Loading Data from API

Introduction

In this tutorial, we will explore methods for updating information within a data set using the API. It's worth mentioning that there are two primary ways to load information into a data set:

Connecting over HTTP: This method involves making HTTP requests to load data into the data set. For a comprehensive guide on connecting over HTTP, please refer to this link.
Using ML Studio: The focus of this tutorial will be on this method, where we load information into a data set based on existing data. We will delve into this option in more detail.

Configuring Data Retrieval

Before we dive into the implementation, it's crucial to define the requirements for the resource from which we need to fetch information. In our case, the following requirements apply: we need to send an HTTP GET request to the service's address with an API key and handle the response. The key can be dynamically configured in the domain parameters.

To meet these requirements, we need to create a request configuration that includes a variable for sending the API key.
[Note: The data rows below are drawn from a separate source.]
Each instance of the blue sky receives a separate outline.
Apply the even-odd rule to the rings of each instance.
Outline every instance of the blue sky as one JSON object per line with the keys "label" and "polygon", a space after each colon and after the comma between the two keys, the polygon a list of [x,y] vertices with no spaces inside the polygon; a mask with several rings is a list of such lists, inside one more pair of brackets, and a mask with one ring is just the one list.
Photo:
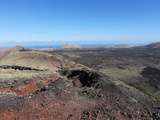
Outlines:
{"label": "blue sky", "polygon": [[79,41],[160,41],[160,0],[0,0],[0,46]]}

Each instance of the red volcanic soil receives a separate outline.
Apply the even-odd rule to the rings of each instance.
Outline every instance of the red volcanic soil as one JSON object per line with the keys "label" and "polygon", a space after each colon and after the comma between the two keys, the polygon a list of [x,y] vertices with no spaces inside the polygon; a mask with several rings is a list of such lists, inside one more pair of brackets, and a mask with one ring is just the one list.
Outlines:
{"label": "red volcanic soil", "polygon": [[[46,91],[23,96],[22,102],[9,98],[5,104],[0,103],[0,120],[151,120],[140,104],[131,102],[120,93],[108,89],[104,93],[106,98],[89,99],[75,94],[77,88],[73,86],[61,89],[58,81],[62,82],[52,82],[53,86]],[[34,83],[29,84],[33,88]],[[55,90],[56,87],[59,91]]]}

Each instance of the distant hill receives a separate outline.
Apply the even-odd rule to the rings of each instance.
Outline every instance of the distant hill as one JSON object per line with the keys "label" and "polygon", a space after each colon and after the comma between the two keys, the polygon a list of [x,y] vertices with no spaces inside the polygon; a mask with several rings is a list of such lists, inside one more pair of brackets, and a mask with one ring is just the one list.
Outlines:
{"label": "distant hill", "polygon": [[78,49],[81,48],[78,44],[65,44],[63,45],[64,49]]}
{"label": "distant hill", "polygon": [[151,44],[149,44],[149,45],[146,45],[145,47],[146,47],[146,48],[151,48],[151,49],[160,48],[160,42],[151,43]]}
{"label": "distant hill", "polygon": [[133,47],[133,45],[128,45],[128,44],[118,44],[118,45],[112,46],[112,48],[130,48],[130,47]]}

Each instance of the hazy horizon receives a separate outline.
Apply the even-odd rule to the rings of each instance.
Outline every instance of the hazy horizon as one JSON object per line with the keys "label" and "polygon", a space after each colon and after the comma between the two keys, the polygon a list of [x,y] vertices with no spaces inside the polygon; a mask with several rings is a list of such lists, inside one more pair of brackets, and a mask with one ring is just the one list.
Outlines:
{"label": "hazy horizon", "polygon": [[158,0],[1,0],[0,46],[160,41]]}

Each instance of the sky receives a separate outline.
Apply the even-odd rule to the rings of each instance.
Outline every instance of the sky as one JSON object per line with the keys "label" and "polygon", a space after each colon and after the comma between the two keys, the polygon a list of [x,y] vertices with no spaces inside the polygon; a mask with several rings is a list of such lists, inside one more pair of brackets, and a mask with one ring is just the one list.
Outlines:
{"label": "sky", "polygon": [[160,41],[160,0],[0,0],[0,46]]}

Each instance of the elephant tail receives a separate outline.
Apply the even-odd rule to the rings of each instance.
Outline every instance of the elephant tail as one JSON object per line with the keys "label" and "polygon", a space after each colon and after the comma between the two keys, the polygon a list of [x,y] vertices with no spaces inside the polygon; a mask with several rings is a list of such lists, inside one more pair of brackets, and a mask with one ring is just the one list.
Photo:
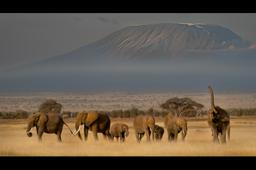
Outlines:
{"label": "elephant tail", "polygon": [[64,122],[63,122],[63,123],[67,126],[68,126],[68,129],[69,129],[70,131],[71,132],[71,134],[73,134],[73,132],[71,131],[71,129],[70,129],[69,127],[68,127],[68,125],[67,125],[66,124],[65,124]]}

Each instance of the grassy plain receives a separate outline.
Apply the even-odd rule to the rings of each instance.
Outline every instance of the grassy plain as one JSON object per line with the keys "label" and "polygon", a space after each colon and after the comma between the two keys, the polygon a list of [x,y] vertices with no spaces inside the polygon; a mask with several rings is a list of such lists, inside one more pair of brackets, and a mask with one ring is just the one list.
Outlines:
{"label": "grassy plain", "polygon": [[[162,126],[163,118],[156,118],[156,124]],[[185,142],[168,142],[166,130],[161,142],[146,142],[142,138],[140,144],[136,141],[133,128],[134,118],[111,119],[115,123],[126,124],[129,127],[129,135],[123,143],[105,141],[102,135],[98,134],[99,141],[96,142],[92,131],[88,140],[80,141],[77,135],[71,137],[71,133],[64,125],[61,134],[63,142],[58,143],[55,134],[44,133],[43,141],[38,142],[35,128],[29,138],[25,134],[26,120],[0,121],[0,156],[256,156],[256,117],[232,117],[230,120],[230,141],[226,144],[213,143],[211,131],[205,117],[187,118],[189,132]],[[75,119],[68,118],[65,122],[75,130]],[[166,130],[166,129],[165,129]],[[199,130],[199,132],[197,131]],[[81,131],[84,139],[83,130]]]}

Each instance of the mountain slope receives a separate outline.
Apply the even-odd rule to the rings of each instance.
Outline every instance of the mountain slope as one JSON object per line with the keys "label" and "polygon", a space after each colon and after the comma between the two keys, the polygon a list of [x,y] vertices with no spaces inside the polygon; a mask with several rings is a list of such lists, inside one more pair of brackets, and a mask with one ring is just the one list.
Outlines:
{"label": "mountain slope", "polygon": [[131,26],[65,54],[0,71],[0,92],[251,90],[251,45],[214,25]]}
{"label": "mountain slope", "polygon": [[174,56],[184,50],[248,48],[241,37],[222,27],[203,24],[129,26],[74,51],[87,56],[126,58]]}

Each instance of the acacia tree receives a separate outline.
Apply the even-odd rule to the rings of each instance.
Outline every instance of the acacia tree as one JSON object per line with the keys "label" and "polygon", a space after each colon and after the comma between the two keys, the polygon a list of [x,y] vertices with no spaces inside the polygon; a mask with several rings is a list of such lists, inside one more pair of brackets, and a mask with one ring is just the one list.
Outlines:
{"label": "acacia tree", "polygon": [[61,111],[62,105],[57,103],[54,100],[47,100],[40,105],[38,112],[43,113],[57,113],[60,114]]}
{"label": "acacia tree", "polygon": [[203,104],[192,100],[188,97],[171,98],[159,105],[159,108],[162,109],[174,112],[178,117],[185,112],[196,111],[204,107]]}

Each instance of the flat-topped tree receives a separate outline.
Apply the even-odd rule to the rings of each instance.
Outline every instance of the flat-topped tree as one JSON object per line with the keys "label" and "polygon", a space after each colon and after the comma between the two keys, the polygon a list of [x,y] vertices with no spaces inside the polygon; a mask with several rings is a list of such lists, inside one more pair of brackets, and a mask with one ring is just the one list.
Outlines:
{"label": "flat-topped tree", "polygon": [[171,98],[159,105],[159,108],[162,109],[174,112],[175,114],[177,117],[180,117],[181,114],[185,112],[196,111],[204,107],[204,106],[203,104],[198,103],[188,97]]}

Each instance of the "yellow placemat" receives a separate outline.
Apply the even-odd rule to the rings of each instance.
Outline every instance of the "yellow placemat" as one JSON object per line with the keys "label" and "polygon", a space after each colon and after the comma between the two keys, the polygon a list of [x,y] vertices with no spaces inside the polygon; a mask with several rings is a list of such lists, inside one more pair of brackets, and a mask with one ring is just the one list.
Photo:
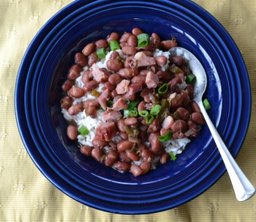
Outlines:
{"label": "yellow placemat", "polygon": [[[245,202],[237,201],[227,173],[207,192],[183,206],[155,214],[123,215],[82,205],[55,188],[39,172],[17,128],[15,80],[33,37],[52,15],[72,1],[0,1],[0,222],[256,221],[256,196]],[[194,1],[225,27],[246,64],[252,86],[252,117],[236,161],[256,186],[256,0]]]}

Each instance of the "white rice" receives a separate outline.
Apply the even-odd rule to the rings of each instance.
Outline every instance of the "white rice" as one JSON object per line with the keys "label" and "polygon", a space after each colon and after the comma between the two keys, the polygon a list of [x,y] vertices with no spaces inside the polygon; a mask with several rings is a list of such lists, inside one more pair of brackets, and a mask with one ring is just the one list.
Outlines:
{"label": "white rice", "polygon": [[[116,50],[119,53],[121,57],[125,59],[127,56],[124,55],[122,50],[119,49]],[[101,59],[99,61],[96,63],[96,65],[100,68],[105,68],[107,70],[110,71],[108,69],[107,66],[107,61],[109,59],[110,56],[113,53],[112,51],[109,51],[107,50],[107,55],[105,58]],[[182,53],[183,52],[181,52]],[[159,49],[157,49],[156,52],[153,54],[154,58],[155,58],[158,56],[164,56],[167,58],[168,62],[166,65],[162,67],[161,67],[161,70],[165,71],[166,69],[169,67],[169,58],[170,53],[169,52],[163,52]],[[83,72],[88,69],[91,69],[88,66],[85,67],[83,69],[83,71],[81,72],[81,75],[76,79],[76,84],[74,86],[77,86],[80,88],[83,88],[84,83],[82,82],[82,76]],[[184,89],[186,87],[186,84],[185,81],[181,84],[178,84],[178,87],[181,90]],[[99,93],[103,92],[102,88],[104,86],[103,84],[99,84],[98,87],[96,89]],[[83,103],[88,99],[95,99],[96,97],[91,95],[90,92],[87,92],[85,94],[85,95],[81,98],[75,99],[73,102],[73,105],[76,104],[83,104]],[[85,127],[89,130],[89,133],[85,136],[83,136],[82,134],[80,134],[78,136],[78,142],[83,145],[88,145],[90,146],[93,146],[92,144],[92,140],[95,137],[95,133],[96,131],[96,128],[100,123],[103,123],[105,121],[102,119],[102,114],[104,112],[103,110],[98,109],[97,111],[97,117],[95,118],[92,118],[90,116],[87,116],[85,110],[83,112],[79,113],[77,115],[70,116],[66,109],[62,109],[61,112],[63,114],[64,118],[68,121],[70,121],[72,120],[75,121],[78,129],[80,128],[82,126]],[[122,140],[121,138],[119,136],[117,136],[114,137],[112,140],[115,144],[117,144],[119,141]],[[176,156],[177,154],[180,154],[184,150],[186,145],[190,142],[190,140],[187,138],[174,140],[171,139],[167,142],[163,142],[162,143],[163,146],[167,152],[170,153],[172,152],[173,155]],[[150,143],[149,142],[145,142],[144,144],[147,147],[149,148],[150,146]],[[108,152],[110,147],[106,146],[103,149]],[[157,168],[157,163],[160,159],[160,156],[156,157],[155,160],[151,162],[151,169],[155,169]],[[142,162],[143,159],[141,157],[140,160],[139,161],[134,161],[133,164],[139,165]],[[122,173],[124,173],[122,172]]]}

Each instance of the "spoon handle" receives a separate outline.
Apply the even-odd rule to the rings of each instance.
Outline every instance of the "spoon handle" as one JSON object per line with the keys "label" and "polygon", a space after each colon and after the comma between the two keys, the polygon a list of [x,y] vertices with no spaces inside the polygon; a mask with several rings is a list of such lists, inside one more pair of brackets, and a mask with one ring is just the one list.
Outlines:
{"label": "spoon handle", "polygon": [[227,168],[236,199],[240,201],[242,201],[251,198],[255,193],[255,188],[229,152],[209,118],[202,101],[197,102],[197,103]]}

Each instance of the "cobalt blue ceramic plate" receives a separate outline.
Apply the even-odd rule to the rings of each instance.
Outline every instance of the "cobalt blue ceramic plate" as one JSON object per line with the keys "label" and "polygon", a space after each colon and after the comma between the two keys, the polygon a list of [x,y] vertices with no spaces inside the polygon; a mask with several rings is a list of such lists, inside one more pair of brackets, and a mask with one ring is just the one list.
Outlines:
{"label": "cobalt blue ceramic plate", "polygon": [[[135,177],[82,155],[67,137],[61,112],[61,85],[76,52],[113,31],[135,27],[179,45],[202,63],[208,84],[209,116],[234,157],[248,126],[251,91],[237,47],[211,15],[189,0],[76,0],[42,28],[18,73],[17,122],[24,145],[39,170],[77,201],[108,212],[145,214],[173,208],[209,188],[226,168],[207,126],[175,162]],[[237,136],[239,135],[239,136]]]}

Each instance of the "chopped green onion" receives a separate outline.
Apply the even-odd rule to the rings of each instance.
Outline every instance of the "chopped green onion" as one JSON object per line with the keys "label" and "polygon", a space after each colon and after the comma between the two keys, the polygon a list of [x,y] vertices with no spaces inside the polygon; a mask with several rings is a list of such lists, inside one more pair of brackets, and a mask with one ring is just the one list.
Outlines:
{"label": "chopped green onion", "polygon": [[110,41],[110,46],[111,51],[115,51],[117,49],[120,49],[120,46],[119,43],[116,40]]}
{"label": "chopped green onion", "polygon": [[159,94],[165,94],[168,90],[168,84],[164,83],[158,89],[158,93]]}
{"label": "chopped green onion", "polygon": [[139,115],[141,117],[146,118],[149,115],[148,112],[146,110],[141,110],[139,112]]}
{"label": "chopped green onion", "polygon": [[147,124],[150,124],[150,123],[152,123],[154,118],[155,118],[153,116],[150,115],[148,115],[146,118],[146,123]]}
{"label": "chopped green onion", "polygon": [[135,107],[133,110],[130,110],[129,111],[129,116],[131,117],[136,117],[138,116],[138,112],[137,111],[137,108]]}
{"label": "chopped green onion", "polygon": [[188,82],[190,83],[195,78],[195,76],[193,75],[192,73],[190,73],[187,76],[186,78],[186,82]]}
{"label": "chopped green onion", "polygon": [[150,115],[153,116],[157,115],[161,110],[161,106],[158,105],[155,105],[150,110]]}
{"label": "chopped green onion", "polygon": [[205,99],[203,101],[203,104],[204,105],[204,106],[206,111],[208,110],[211,108],[211,105],[210,105],[210,104],[209,103],[209,102],[207,99]]}
{"label": "chopped green onion", "polygon": [[111,101],[111,100],[108,100],[107,101],[107,105],[110,108],[112,108],[113,107],[113,101]]}
{"label": "chopped green onion", "polygon": [[169,153],[169,155],[170,155],[170,157],[171,158],[172,160],[175,160],[177,159],[177,157],[175,156],[174,156],[174,154],[173,154],[173,152],[172,152],[172,151],[171,151]]}
{"label": "chopped green onion", "polygon": [[149,35],[146,33],[143,33],[137,35],[138,39],[138,47],[145,47],[148,44]]}
{"label": "chopped green onion", "polygon": [[167,142],[172,137],[172,133],[173,131],[172,130],[168,131],[165,135],[161,136],[158,138],[158,140],[160,142]]}
{"label": "chopped green onion", "polygon": [[89,130],[88,129],[85,127],[85,126],[82,126],[78,129],[78,131],[81,133],[83,136],[85,136],[85,135],[88,134]]}
{"label": "chopped green onion", "polygon": [[101,48],[99,49],[97,49],[96,50],[96,54],[98,58],[100,59],[101,58],[104,58],[106,57],[106,50],[104,48]]}

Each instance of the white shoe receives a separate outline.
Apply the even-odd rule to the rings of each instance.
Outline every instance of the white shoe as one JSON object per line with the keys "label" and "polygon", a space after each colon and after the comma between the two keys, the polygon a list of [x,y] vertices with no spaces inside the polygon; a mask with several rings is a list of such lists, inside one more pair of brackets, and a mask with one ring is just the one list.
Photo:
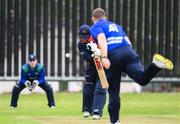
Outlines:
{"label": "white shoe", "polygon": [[154,54],[153,61],[152,61],[158,68],[172,70],[173,63],[171,60],[163,57],[160,54]]}
{"label": "white shoe", "polygon": [[51,108],[51,109],[54,109],[54,108],[55,108],[55,106],[51,106],[50,108]]}
{"label": "white shoe", "polygon": [[99,120],[99,119],[101,119],[100,115],[93,115],[93,120]]}
{"label": "white shoe", "polygon": [[84,116],[85,118],[87,118],[87,117],[89,117],[89,116],[90,116],[90,113],[89,113],[89,112],[87,112],[87,111],[85,111],[85,112],[83,113],[83,116]]}

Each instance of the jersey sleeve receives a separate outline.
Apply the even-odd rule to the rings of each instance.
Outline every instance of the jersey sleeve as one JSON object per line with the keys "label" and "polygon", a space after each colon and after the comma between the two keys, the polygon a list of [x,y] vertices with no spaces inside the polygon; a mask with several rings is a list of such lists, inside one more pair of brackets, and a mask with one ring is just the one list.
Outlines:
{"label": "jersey sleeve", "polygon": [[97,39],[97,36],[100,33],[104,33],[103,29],[100,26],[97,26],[97,25],[91,27],[90,32],[91,32],[91,35],[93,36],[93,38],[95,38],[95,39]]}
{"label": "jersey sleeve", "polygon": [[41,66],[41,70],[39,71],[39,84],[42,84],[43,82],[45,82],[45,69],[42,65],[39,65]]}
{"label": "jersey sleeve", "polygon": [[21,83],[25,83],[26,82],[26,80],[27,80],[27,75],[26,75],[26,69],[27,67],[25,67],[25,65],[22,67],[22,69],[21,69],[21,80],[20,80],[20,82]]}
{"label": "jersey sleeve", "polygon": [[88,62],[92,61],[92,57],[91,57],[92,52],[86,48],[86,44],[82,44],[81,42],[79,42],[78,49],[84,60]]}

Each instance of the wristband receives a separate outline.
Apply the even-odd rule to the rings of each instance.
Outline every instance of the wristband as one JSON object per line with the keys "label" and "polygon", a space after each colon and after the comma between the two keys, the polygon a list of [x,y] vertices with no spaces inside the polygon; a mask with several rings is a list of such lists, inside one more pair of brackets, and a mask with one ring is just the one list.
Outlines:
{"label": "wristband", "polygon": [[107,56],[102,56],[101,58],[102,58],[102,59],[103,59],[103,58],[107,59]]}

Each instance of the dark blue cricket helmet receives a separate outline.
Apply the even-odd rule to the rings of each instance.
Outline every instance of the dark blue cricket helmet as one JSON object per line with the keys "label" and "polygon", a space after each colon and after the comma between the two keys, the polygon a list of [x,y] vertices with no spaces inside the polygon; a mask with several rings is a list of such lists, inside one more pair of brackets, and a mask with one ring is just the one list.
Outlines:
{"label": "dark blue cricket helmet", "polygon": [[79,27],[79,37],[89,38],[90,37],[90,27],[88,25],[81,25]]}

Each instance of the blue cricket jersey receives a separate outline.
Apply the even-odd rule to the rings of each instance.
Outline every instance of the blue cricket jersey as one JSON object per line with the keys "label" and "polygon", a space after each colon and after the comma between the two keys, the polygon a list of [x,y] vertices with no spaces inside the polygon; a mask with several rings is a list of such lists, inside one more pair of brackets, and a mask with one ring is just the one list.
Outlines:
{"label": "blue cricket jersey", "polygon": [[106,19],[99,19],[91,26],[90,31],[95,41],[97,41],[98,34],[105,34],[108,51],[112,51],[113,49],[123,46],[131,46],[131,42],[122,27]]}
{"label": "blue cricket jersey", "polygon": [[21,69],[21,83],[25,83],[27,80],[38,80],[39,84],[45,82],[45,72],[43,65],[37,63],[36,67],[32,70],[29,64],[24,64]]}

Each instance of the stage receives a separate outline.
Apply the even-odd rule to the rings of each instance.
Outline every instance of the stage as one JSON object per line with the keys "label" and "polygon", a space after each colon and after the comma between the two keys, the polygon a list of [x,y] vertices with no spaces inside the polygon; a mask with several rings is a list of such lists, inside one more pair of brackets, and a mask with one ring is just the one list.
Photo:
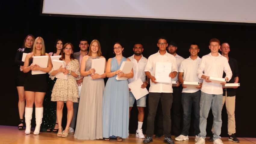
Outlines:
{"label": "stage", "polygon": [[[33,130],[31,130],[30,134],[25,134],[25,130],[18,130],[17,127],[0,125],[0,144],[50,144],[59,143],[61,144],[80,144],[82,143],[86,144],[101,143],[129,143],[143,144],[143,139],[140,139],[135,136],[135,134],[130,134],[129,137],[123,139],[122,142],[117,142],[116,140],[111,139],[107,141],[103,140],[77,140],[74,138],[74,133],[69,134],[67,137],[58,137],[56,133],[47,132],[40,132],[38,135],[34,135],[33,134]],[[144,133],[145,134],[145,132]],[[189,140],[186,141],[178,141],[174,140],[174,136],[172,136],[176,144],[194,144],[194,137],[189,136]],[[242,144],[256,144],[256,138],[238,138],[240,140],[240,143]],[[206,144],[213,143],[213,142],[209,141],[209,137],[206,139]],[[228,137],[222,137],[221,140],[224,144],[233,144],[235,143],[228,140]],[[153,136],[153,142],[152,144],[162,144],[163,143],[164,136],[161,138],[155,138]]]}

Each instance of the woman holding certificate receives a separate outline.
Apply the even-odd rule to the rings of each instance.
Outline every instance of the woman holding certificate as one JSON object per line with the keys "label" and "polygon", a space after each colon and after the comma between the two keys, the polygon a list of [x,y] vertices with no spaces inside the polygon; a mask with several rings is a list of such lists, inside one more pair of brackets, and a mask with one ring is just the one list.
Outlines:
{"label": "woman holding certificate", "polygon": [[[40,62],[36,62],[36,59]],[[42,60],[42,59],[43,60]],[[39,65],[44,65],[40,67]],[[25,133],[30,134],[31,119],[34,104],[36,106],[36,124],[34,134],[38,134],[43,118],[43,101],[47,91],[46,73],[52,69],[52,65],[49,55],[45,52],[44,40],[41,37],[36,39],[31,52],[28,53],[24,62],[23,72],[28,73],[24,83],[24,90],[26,99],[25,107]]]}
{"label": "woman holding certificate", "polygon": [[18,126],[19,130],[23,130],[24,124],[23,118],[25,109],[25,92],[24,86],[27,74],[23,72],[23,65],[24,64],[23,59],[25,59],[26,54],[30,53],[31,52],[31,49],[32,49],[31,48],[33,46],[34,40],[35,37],[32,34],[27,35],[24,40],[23,46],[22,48],[18,50],[15,57],[15,64],[17,66],[15,82],[19,95],[18,108],[20,122],[20,124]]}
{"label": "woman holding certificate", "polygon": [[[103,68],[103,71],[92,67],[92,63],[96,61],[99,62],[96,65]],[[102,101],[106,63],[105,58],[102,56],[99,42],[93,40],[90,45],[88,55],[83,57],[81,62],[80,73],[84,77],[74,135],[79,140],[103,138]]]}
{"label": "woman holding certificate", "polygon": [[127,80],[117,80],[118,78],[131,78],[133,76],[132,69],[130,73],[124,74],[119,69],[123,61],[130,60],[122,55],[123,47],[117,42],[114,45],[116,56],[108,60],[106,71],[108,79],[104,90],[102,105],[103,137],[105,140],[115,137],[117,141],[128,136],[129,125],[129,88]]}
{"label": "woman holding certificate", "polygon": [[[65,67],[61,66],[54,70],[53,68],[49,72],[50,77],[52,79],[59,73],[63,73],[67,75],[67,80],[58,78],[53,86],[51,100],[57,102],[56,113],[59,128],[57,136],[67,137],[69,131],[70,123],[73,116],[73,103],[78,103],[79,97],[79,90],[76,80],[80,79],[79,64],[77,59],[73,55],[74,47],[71,43],[67,43],[63,47],[61,57],[60,60],[65,62]],[[63,133],[61,127],[64,102],[66,102],[67,109],[67,125]]]}

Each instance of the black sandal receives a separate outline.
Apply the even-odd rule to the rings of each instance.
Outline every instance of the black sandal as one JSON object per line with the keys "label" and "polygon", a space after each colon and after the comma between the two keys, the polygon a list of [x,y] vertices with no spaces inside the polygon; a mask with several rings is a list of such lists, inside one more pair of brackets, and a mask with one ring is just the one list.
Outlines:
{"label": "black sandal", "polygon": [[23,118],[22,118],[22,119],[20,119],[20,124],[22,124],[23,125],[18,126],[18,128],[19,129],[19,130],[23,130],[23,127],[24,126],[24,119]]}
{"label": "black sandal", "polygon": [[[54,127],[55,127],[55,125],[56,125],[56,124],[58,125],[58,127],[58,127],[59,126],[59,124],[58,123],[55,123],[55,124],[54,125]],[[52,132],[53,132],[54,133],[57,133],[58,132],[58,130],[59,130],[58,128],[58,129],[54,128],[53,130],[52,130]]]}

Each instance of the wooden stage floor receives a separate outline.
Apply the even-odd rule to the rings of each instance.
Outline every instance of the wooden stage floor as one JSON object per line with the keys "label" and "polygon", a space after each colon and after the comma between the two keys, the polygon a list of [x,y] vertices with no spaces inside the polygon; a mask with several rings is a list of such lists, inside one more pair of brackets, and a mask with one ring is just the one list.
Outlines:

Navigate to the "Administration" menu and select "Request configuration". Create a new configuration. The JSON configuration will appear as follows:

{"url": "https://api-service.com/v1/forecastPrefWeek?code=$code&key=$apiKey","methodType":"GET"}

Apply the "Public" checkbox to this configuration and save it. In this case, we don't need to send anything in the request body, so we'll leave the "Payload Template" field untouched.

Next, add a domain parameter. Click on your profile icon and select the domain name. On the right, you'll find a button for adding parameters. Add a new parameter with the name "weather_api_key" and the corresponding value.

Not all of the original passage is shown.